Let's assume that the solution will take the form

$u=\varphi(x)G(t)$

Substituting this from in the equation, will lead us to

$\varphi(x)G'(t)=\varphi''(x)G(t)$

$\frac{G'(t)}{G(t)}=\frac{\varphi''(x)}{\varphi(x)}$

Since the left hand side depends only of t and the right hand side only of x, the both sides can be equal only if they are equal to some constant.

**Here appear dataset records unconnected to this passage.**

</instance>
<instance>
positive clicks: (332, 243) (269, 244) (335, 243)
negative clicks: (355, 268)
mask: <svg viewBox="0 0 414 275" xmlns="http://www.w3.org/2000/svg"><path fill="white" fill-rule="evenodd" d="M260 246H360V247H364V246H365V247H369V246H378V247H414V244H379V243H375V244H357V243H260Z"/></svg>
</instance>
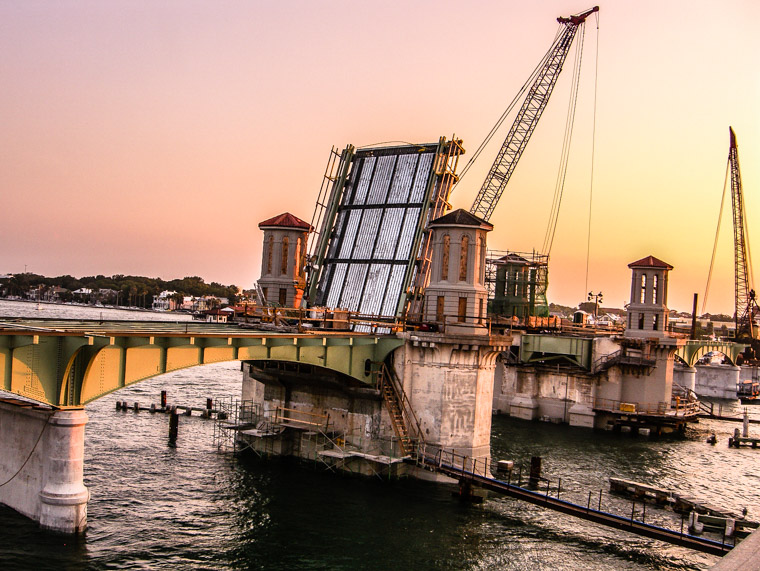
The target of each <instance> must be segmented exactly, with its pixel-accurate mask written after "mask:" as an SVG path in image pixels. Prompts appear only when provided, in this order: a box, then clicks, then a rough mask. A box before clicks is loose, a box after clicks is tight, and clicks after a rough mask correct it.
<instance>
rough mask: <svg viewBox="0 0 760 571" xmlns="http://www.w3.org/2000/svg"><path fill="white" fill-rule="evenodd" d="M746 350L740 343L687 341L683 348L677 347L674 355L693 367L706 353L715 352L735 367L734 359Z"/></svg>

Let's denote this constant as $-\lambda$

Then

$\frac{G'(t)}{G(t)}=\frac{\varphi''(x)}{\varphi(x)}=-\lambda$

Therefore we obtain two ordinary differential equations

$G'+\lambda G=0$

$\varphi''+\lambda\varphi=0$

Using boundary condition will lead us to

$\varphi(0)=\varphi(L)=0$

The general solution of the equation is

$\varphi=c_1\cos(\sqrt{\lambda}x)+c_2\sin(\sqrt{\lambda}x)$

Applying the first boundary condition gives us

$\varphi(0)=c_1=0$

Applying the second boundary condition, and using the above result, gives us

$\varphi(L)=c_2\sin(\sqrt{\lambda}L)=0$

We will only have a non-trivial solution, if $\sin(\sqrt{\lambda}L)=0$ , $\lambda \not =0.$

Hence

$\lambda_n=\left(\frac{\pi n}{L}\right)^2,\quad n\in \Zeta, n \not =0.$

Then for G(t) we will have

$G'=-\lambda_nG$

This is a linear first order differential equation and its solution is

$G=B_ne^{-\lambda_nt }$

Hence the solution is

$u=\sum\limits_{n=1}^{\infty}B_ne^{-\lambda_nt }\sin\sqrt{\lambda}x$

The initial condition will lead us to

$u(x,0)=\sum\limits_{n=1}^{\infty}B_n\sin\sqrt{\lambda}x=x(L-x)$

which is the sine Fourier series of $x(L-x)$

It's coefficients can be obtained using the formula

$B_n= \frac{2}{L}\int\limits_{0}^{L}x(L-x)sin(\frac{\pi n}{L})xdx=-\frac{2 L^2 (-2 + 2 cos(n π) + n π sin(n π))}{n^3 π^3}=-\frac{4 L^2((-1)^n-1)}{n^3 π^3}$

Hence

$B_{2n}=0$

$B_{2n-1}=\frac{8 L^2}{(2n-1)^3 π^3}$

Therefore we obtain the final form of the function

$u=\sum\limits_{n=1}^{\infty}\frac{8 L^2}{(2n-1)^3 π^3}e^{-\lambda_{2n-1}t }\sin\sqrt{\lambda_{2n-1}}x$